On Saturday, 31st March, 2018, High Commission Pakistan (Canberra, ACT, Australia) organised an event for Pakistan Resolution Day with the help of a Baloch girl  Ms Rida Aleem Khan to give recognition and respect to 158 years of Baloch-Australian Heritage. The event was hosted at a Baluchi Restaurant in Melbourne, and Baloch food was served, alongside a presentation about the origins and culture of the Baloch, the role of Baloch women and a detailed history of their contribution in Australian since their arrival in 1860s and early 1900, initially as cameleers with their ‘ships of desert’ but later adapting to other professions, helping Australian economy and building infrastructure as the Overland Telegraph and Trans-Australian Railway.

A one minute of silence was attributed in the honour of Baloch Australians. Many of these Baloch came from various provinces of Pakistan and its neighbouring regions.

In 1884, a mosque was ‘hand-built’ at Hergott Springs (Marree, South Australia) by Baloch cameleers, which is also the first mosque in Australia, making Baloch community the oldest Muslim community introducing Islam to Australian soil. The town (Marree) eventually had two mosques, the northern of which was abandoned around 1910. Another report indicates a mosque was deliberately demolished in 1956 by its elderly caretaker, Syed Goolamdeen, who could no longer maintain it, since many descendants of Baloch no longer practised Islam.

Many Baloch married Anglo-saxon and Aboriginal women, and their descendants like Nancy Joy Baluch make Baloch Australian community proud. In her earlier years, Joy Baluch attended Cook and Port Augusta Primary Schools and Port Augusta High School. She married Teofil Stefan Baluch.
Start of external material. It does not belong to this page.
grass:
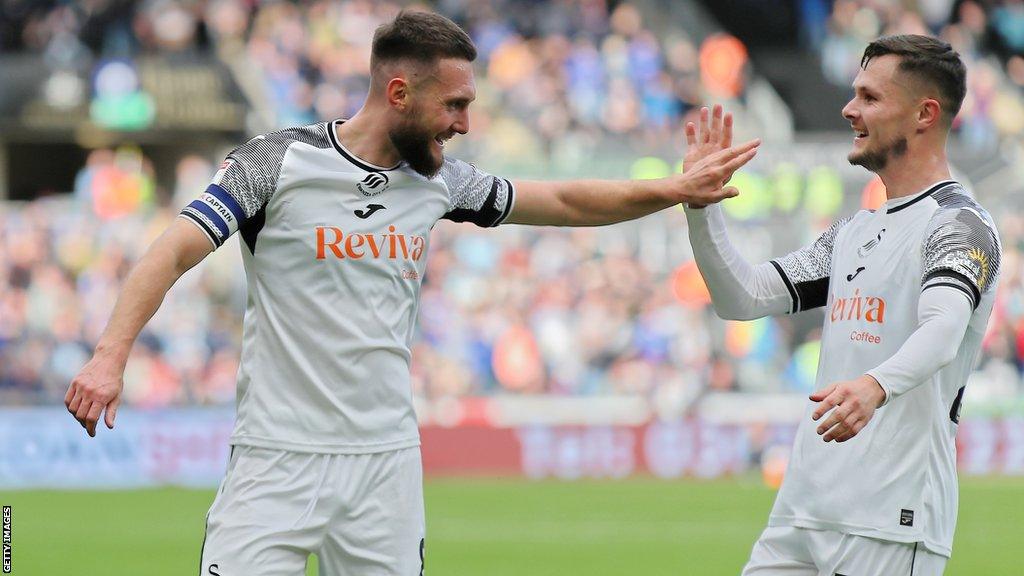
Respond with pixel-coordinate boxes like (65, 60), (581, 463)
(0, 478), (1024, 576)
Joy Baluch served as Mayor of Port Augusta (South Australia) from 1981 to 1993 and from 1995 until her death. She was awarded the Centenary Medal in 2001and was appointed as a Member of the Order of Australia in 2007 “for service to local government in South Australia, particularly through contributions to economic and regional development, and to the community of Port Augusta and region.” Local newspaper titled Joy Baluch as the “Iron-Lady with a big heart.”

It is understood that the 72 years of White Australia policy limited access to the literature about people of different races and many records has been destroyed about people of colour including Baloch people. Thus making it difficult to track their history and location, especially since most people think the cameleers were Afghans when in reality, they were Baloch and mostly from modern day Pakistan.

Upon interviewing Ms. Rida Aleem Khan said; “as a young Baloch girl growing up in Australia, in a small country town, I never found any books about Baloch people in my school library nor did I get taught history about the cameleers at my school. Even the books about Pakistan were by non-Pakistanis and media spoke negatively of Muslims.”

“When you have Khalida Brohi and Shamim Mari doing Ted Talks, Madiea Ghafoor making history in Olympics, young girls like Maheen Baloch running street classes and Uzma Haya Baloch expressing her artwork; it surprises me that not much coverage is done on the work by many Baloch girls from Dera Ghazi Khan and surrounding areas,” says Rida.

“We may not speak Balochi or Brahvi, but Saraiki-speaking Baloch community is just as Baloch as anyone else and it is so important for many young Baloch growing up in Western countries to have positive Baloch role models, especially Baloch women like Joy Baluch.”